Das sind in der Regel Piloten und Spezialisten aus verschiedenen Disziplinen, die entsprechend geschult werden. Es müssen bei den Untersuchungen Standards eingehalten werden, angefangen damit, wie Fotos gemacht werden bis hin zum Vergeben von Dateinamen zur Dokumentation der Inhalte. Die Untersuchung folgt weltweiten Standards die von der ICAO festgelegt werden, einer Uno-Behörde.

Besonders wichtig bei der Ermittlung der Unfallursache ist der Flugschreiber, oder?

Ja, der Flugschreiber zeichnet hunderte von Parametern auf, den kompletten Flug. Von Geschwindigkeit und Flughöhe über die Temperatur der Triebwerke bis hin zu der Frage, ob die Landeklappen eingefahren worden sind. Anhand der Daten können die Ermittler dann den Flug auf dem Computer rekonstruieren. Wichtig ist aber auch die Voicebox, auf der alle Gespräche im Cockpit aufgezeichnet werden.

Wie sehen Flugschreiber und Voicebox aus?

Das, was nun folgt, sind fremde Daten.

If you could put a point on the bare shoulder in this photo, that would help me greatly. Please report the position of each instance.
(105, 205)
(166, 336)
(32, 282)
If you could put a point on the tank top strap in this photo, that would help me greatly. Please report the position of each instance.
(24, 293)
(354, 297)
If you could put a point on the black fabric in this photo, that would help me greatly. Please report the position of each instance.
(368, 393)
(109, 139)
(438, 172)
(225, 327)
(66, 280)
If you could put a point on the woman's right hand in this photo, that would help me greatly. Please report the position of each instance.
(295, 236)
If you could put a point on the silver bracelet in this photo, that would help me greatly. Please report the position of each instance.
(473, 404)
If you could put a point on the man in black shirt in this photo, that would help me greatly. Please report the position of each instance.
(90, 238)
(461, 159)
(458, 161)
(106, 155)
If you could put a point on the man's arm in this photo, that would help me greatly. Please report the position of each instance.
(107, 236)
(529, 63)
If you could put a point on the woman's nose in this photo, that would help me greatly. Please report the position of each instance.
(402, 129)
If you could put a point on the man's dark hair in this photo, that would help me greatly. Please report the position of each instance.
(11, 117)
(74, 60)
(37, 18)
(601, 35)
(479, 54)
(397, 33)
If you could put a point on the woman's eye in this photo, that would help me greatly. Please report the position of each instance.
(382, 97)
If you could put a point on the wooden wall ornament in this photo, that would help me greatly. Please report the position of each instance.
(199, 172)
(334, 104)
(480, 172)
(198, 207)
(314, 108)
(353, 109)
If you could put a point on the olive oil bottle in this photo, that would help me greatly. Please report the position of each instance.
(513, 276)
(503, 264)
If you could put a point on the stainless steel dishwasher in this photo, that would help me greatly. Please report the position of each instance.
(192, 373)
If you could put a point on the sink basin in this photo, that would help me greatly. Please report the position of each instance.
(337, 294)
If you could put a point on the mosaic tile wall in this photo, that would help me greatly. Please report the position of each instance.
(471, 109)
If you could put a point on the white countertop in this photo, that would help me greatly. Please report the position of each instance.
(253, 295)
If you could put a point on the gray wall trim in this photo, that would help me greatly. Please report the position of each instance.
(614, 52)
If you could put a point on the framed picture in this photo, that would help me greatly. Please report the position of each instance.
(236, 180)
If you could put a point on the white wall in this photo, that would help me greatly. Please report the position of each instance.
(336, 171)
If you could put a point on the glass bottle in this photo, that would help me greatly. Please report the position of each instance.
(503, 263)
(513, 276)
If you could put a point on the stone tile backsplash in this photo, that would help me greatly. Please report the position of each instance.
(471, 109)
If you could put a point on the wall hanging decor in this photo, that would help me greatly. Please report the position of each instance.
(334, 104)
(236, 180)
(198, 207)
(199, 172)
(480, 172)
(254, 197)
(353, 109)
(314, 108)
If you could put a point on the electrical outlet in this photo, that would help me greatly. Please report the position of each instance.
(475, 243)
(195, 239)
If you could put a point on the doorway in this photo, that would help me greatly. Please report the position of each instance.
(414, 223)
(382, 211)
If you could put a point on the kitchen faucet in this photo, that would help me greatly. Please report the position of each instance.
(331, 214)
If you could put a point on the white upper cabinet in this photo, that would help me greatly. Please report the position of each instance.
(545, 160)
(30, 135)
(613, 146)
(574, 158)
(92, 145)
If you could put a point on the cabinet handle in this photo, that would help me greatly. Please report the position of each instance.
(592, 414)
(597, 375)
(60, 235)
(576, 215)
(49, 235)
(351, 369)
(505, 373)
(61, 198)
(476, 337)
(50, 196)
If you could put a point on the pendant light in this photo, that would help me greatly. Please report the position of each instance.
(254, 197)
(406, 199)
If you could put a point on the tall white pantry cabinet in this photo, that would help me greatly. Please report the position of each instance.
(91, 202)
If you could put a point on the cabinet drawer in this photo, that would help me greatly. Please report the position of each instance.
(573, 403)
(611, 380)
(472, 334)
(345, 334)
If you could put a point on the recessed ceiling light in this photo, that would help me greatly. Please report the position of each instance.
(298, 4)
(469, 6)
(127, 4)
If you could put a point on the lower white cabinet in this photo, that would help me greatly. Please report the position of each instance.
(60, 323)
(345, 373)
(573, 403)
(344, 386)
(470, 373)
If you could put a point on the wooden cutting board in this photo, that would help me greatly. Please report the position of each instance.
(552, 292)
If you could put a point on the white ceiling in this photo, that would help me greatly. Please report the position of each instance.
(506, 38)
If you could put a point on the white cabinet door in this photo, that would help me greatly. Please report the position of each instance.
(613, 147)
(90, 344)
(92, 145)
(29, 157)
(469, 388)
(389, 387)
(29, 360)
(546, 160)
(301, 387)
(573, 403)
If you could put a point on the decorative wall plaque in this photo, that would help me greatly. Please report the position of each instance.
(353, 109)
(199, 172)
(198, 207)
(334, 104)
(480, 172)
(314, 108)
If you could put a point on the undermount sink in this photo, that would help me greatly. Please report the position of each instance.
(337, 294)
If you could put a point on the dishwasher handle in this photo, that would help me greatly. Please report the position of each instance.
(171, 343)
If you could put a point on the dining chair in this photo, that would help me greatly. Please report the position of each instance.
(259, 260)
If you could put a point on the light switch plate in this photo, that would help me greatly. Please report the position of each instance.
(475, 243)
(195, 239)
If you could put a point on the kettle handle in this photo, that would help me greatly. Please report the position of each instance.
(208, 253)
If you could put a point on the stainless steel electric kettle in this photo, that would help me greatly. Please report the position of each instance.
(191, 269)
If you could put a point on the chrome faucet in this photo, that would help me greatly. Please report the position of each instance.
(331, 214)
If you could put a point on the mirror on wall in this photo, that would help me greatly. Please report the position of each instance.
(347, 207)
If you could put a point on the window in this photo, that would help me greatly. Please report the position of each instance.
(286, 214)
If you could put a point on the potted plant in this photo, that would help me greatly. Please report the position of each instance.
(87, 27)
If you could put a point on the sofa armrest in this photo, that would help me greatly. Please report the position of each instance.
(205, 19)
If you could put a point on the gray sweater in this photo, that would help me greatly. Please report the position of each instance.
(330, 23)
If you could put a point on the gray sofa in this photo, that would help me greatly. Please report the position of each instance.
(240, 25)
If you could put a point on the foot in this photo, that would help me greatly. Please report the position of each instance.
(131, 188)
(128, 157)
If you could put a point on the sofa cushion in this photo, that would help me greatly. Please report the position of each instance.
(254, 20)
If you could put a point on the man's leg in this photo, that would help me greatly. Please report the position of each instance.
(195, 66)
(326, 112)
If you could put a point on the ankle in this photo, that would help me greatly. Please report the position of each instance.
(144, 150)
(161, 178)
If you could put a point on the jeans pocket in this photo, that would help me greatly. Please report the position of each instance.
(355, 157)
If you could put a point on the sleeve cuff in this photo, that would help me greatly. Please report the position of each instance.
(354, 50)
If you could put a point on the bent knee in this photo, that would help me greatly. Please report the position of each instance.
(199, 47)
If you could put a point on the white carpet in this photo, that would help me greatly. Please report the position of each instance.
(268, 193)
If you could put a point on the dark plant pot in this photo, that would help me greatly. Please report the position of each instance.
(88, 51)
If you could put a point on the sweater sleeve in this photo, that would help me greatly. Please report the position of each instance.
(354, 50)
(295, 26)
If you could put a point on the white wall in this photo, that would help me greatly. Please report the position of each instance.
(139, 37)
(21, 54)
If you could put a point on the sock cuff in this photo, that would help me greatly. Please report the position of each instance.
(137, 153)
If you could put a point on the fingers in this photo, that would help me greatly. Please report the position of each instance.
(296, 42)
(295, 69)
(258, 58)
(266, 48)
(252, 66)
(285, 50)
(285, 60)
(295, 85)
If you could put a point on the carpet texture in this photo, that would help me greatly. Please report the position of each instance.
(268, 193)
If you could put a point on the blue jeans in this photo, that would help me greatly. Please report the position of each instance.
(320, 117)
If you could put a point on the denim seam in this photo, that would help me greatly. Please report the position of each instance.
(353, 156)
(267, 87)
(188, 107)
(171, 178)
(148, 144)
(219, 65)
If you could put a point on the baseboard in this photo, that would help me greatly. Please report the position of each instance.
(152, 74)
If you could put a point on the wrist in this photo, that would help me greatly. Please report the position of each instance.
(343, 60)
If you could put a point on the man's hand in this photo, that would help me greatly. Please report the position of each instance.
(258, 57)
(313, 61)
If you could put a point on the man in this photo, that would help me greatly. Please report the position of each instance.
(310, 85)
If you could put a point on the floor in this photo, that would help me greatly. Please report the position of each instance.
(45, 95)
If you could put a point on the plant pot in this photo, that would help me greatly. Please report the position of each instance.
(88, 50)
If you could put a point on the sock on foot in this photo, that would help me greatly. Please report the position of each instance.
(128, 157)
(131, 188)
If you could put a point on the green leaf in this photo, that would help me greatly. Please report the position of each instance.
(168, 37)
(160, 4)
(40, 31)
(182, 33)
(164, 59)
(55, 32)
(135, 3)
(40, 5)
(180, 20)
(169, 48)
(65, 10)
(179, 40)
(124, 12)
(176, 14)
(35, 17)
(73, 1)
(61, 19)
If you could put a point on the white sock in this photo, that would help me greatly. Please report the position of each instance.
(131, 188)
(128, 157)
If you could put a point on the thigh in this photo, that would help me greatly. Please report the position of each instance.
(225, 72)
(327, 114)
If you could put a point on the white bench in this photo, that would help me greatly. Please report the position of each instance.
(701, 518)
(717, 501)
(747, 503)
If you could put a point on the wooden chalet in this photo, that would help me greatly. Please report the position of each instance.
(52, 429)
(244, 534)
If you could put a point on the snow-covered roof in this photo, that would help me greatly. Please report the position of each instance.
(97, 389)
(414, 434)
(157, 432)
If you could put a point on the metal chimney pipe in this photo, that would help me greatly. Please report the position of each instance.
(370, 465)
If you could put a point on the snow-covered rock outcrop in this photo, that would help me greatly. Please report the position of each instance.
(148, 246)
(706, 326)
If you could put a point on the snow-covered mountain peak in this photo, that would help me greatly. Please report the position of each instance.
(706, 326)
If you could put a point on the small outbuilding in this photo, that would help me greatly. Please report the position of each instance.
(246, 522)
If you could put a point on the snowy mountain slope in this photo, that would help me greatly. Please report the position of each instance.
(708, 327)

Sie sind von der Grundfläche etwa doppelt so groß wie ein Laptop und orange, damit man sie gut findet. Außerdem sind sie natürlich extrem robust. Sie müssen kurzfristig Temperaturen von 1000 Grad aushalten können sowie enorme Aufprallgeschwindigkeiten. Meistens sitzen sie im Heck des Flugzeugs, weil das in der Regel bei einem Absturz schon deutlich gebremst aufschlägt.

Was passiert eigentlich mit den Trümmerteilen nach einem Absturz?

Wenn sie noch längerfristig für die Ermittlungen gebraucht werden, werden sie in einer Trümmerhalle eingelagert. Die gibt es beispielsweise im Braunschweig, wo das BFU sitzt.

Wie lange dauert es in der Regel, bis eine Absturzursache ermittelt ist?

Das lässt sich nicht pauschalisieren. Das kann Wochen, aber auch Monate oder sogar Jahre dauern. Da ist einfach Geduld gefragt.